To determine how successful these techniques were, an inter- and intra-rater reliability test was conducted during the last 3 months of data reduction. Three reliability tests were developed (each containing 20 events) for which the reductionist was required to make validity judgments. Three of the 20 events were also completely reduced in that the reductionist recorded information for all reduction variables (i.e., event variables, driver-state variables, and environmental variables as opposed to simply marking severity of event). Three of the test events on Test 1 were repeated on Test 2 and three other events were duplicated between Tests 2 and 3 to obtain a measure of intra-rater reliability.
Using the expert reductionists’ evaluations of each epoch as a “gold” standard, the percent correct was calculated for each rater’s test. The measures for each rater for each testing period, along with a composite measure, can be found in Table 1.8.

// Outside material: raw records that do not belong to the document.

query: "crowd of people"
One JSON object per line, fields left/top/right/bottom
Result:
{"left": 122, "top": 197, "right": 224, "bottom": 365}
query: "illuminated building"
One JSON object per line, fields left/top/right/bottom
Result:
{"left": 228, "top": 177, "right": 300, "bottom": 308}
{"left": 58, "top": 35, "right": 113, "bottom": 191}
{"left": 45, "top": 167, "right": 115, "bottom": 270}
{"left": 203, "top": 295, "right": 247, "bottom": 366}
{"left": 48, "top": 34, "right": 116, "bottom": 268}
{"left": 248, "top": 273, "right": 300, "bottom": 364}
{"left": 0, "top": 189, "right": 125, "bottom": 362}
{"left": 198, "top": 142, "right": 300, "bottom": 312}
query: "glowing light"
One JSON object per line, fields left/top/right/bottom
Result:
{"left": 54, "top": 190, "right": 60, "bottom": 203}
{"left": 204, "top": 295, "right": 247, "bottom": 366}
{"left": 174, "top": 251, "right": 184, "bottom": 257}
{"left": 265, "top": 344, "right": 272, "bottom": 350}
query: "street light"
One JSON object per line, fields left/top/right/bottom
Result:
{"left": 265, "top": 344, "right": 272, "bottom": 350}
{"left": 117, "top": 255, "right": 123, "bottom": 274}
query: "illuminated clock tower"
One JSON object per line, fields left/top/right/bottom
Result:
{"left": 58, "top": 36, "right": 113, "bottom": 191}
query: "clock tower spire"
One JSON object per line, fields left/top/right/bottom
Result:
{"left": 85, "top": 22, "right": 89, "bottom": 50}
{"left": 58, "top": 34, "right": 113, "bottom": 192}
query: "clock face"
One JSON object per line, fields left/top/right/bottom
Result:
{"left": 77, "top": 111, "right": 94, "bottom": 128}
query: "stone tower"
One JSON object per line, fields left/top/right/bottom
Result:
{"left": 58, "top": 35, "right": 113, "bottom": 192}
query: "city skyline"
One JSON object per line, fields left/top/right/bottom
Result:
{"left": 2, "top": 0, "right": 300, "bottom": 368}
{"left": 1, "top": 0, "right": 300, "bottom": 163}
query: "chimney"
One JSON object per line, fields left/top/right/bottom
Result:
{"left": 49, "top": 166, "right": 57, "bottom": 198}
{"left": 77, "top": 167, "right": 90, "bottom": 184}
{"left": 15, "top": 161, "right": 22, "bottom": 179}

The Kappa statistic was also used to calculate inter-rater reliability. Although there is controversy surrounding the usefulness of the Kappa statistic, it is viewed by many researchers as the standard for rater assessment (e.g., Cicchetti and Feinstein, 1990). The Kappa coefficient (K = 0.65, p <0.0001) indicated that the association among raters is significant. While the coefficient value is somewhat low, given the highly subjective nature of the task, the number of raters involved, and the conservative nature of this statistic, the Kappa calculation probably errs on the low side.
A tetrachoric correlation coefficient is a statistical calculation of inter-rater reliability based on the assumption that the latent trait underlying the rating scale is continuous and normally distributed. Based on this assumption, the tetrachoric correlation coefficient can be interpreted in the same manner as a correlation coefficient calculated on a continuous scale. The average of the pair-wise correlation coefficients for the inter-rater analysis is 0.86. The coefficients for the intra-rater analysis were extremely high with nine raters achieving a correlation of 1.0 among the three reliability tests and five raters achieving a correlation of 0.99.

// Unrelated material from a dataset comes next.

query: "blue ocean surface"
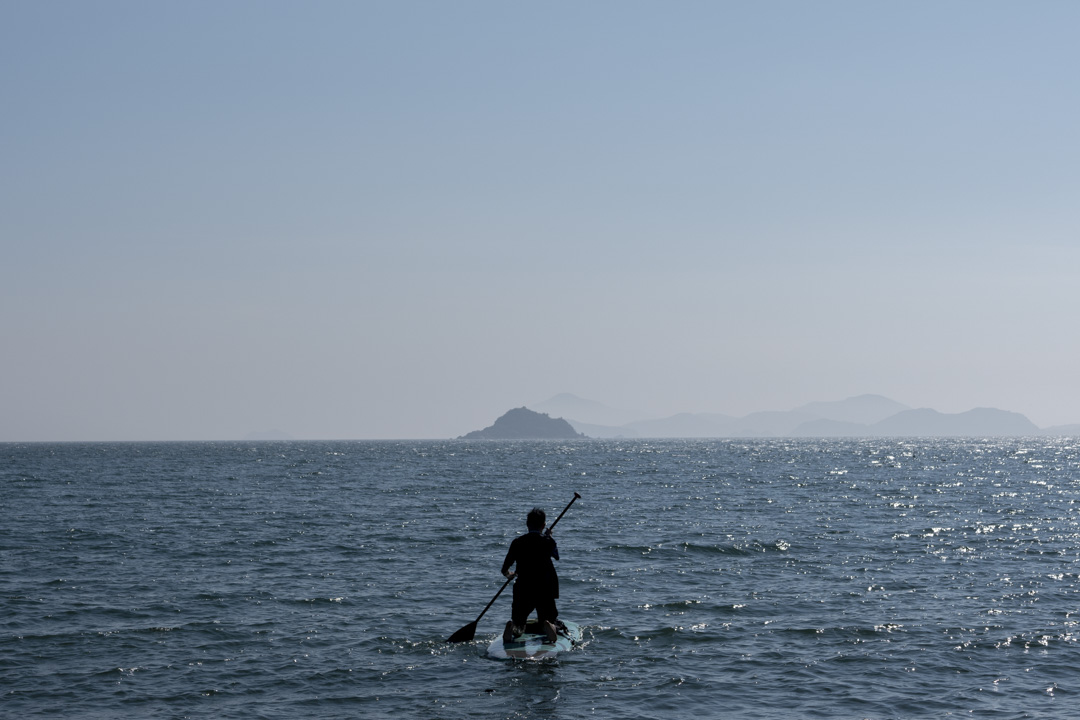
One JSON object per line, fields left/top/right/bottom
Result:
{"left": 3, "top": 438, "right": 1080, "bottom": 719}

Given these three methods of calculating inter-rater reliability, it appears that the data reduction training coupled with spot-checking and weekly meetings proved to be an effective method for achieving high inter- and intra-rater reliability.
As part of the 100-Car Study, the primary drivers were administered questionnaires and performance-based tests either prior to data collection or post data collection (dependent upon the type of test). Table 1.9 provides a list and description of each type of questionnaire and performance-based test that was completed. A copy of all questionnaires and surveys is located in Appendix B.